Edgar Reitz ist Autor und Filmregisseur, 1932 in Morbach im Hunsrück geboren. Ich schätze ihn sehr. Die Geschichte des Landstrichs, der ihn bis heute prägt, hat der Künstler in einem gewaltigen TV-Epos verewigt. Seine Trilogie „Heimat“ ist das Porträt der Region, ihrer Menschen und Landschaften, nach dem Ende des Ersten Weltkriegs bis zur Deutschen Einheit. Erzählt wird der Lebensweg des jungen Hermann, von Schule und Abitur, über die Studienzeit an der Musikhochschule München bis zur Heimkehr in das fiktive Örtchen Schabbach. In der TV-Reihe ist die „Zweite Heimat“ mir besonders nah. Sie spielt im Münchner Stadtteil Schwabing. In den späten 1960er Jahren war er wegen seiner Studentenszene berühmt. Lebensfreude, gesellschaftlicher Umbruch und Zukunftshunger wohnten hier praktisch Tür an Tür. Auch ich habe als junger Mensch einige Zeit in München verbracht. Und wie der Hermann aus dem Hunsrück erlebt, mit welcher Wucht sich der persönliche Weg und zeitgeschichtlicher Ereignisse verflechten können. So bei Olympia 1972.

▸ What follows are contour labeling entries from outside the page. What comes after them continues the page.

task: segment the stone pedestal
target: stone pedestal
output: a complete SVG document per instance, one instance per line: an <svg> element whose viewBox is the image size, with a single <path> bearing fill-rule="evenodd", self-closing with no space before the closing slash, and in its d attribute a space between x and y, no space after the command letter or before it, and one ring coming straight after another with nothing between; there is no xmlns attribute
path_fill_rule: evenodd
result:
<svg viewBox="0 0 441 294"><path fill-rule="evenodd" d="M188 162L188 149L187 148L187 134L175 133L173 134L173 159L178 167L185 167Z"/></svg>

Die bei TV-Festivals in Europa und den USA ausgezeichnete Filmkunst des Edgar Reitz zieht viele an. Packt auch heute noch jeden, dem wie mir Heimat wichtig ist. Dem die Besinnung auf die eigenen Wurzeln etwas bedeutet. Heimat in diesem Sinne ist nicht nur eine landschaftliche Kategorie. Auch Singen im Chor bedeutet Heimat, Nähe zum Ich in der gemeinschaftlichen Aktion mit anderen. Eine „Zweite Heimat“ gibt es für mich mithin auch heute. INTERKULTUR ist eine solche Heimat für mich, wie unsere Wettbewerbe und Festivals auch Heimat sind für Tausende Sängerinnen und Sänger in Vokalensembles. Ich habe diese Überzeugung, dieses Gefühl, dieses Glück erleben dürfen, sei es in Europa, Asien oder auf dem amerikanischen Kontinent.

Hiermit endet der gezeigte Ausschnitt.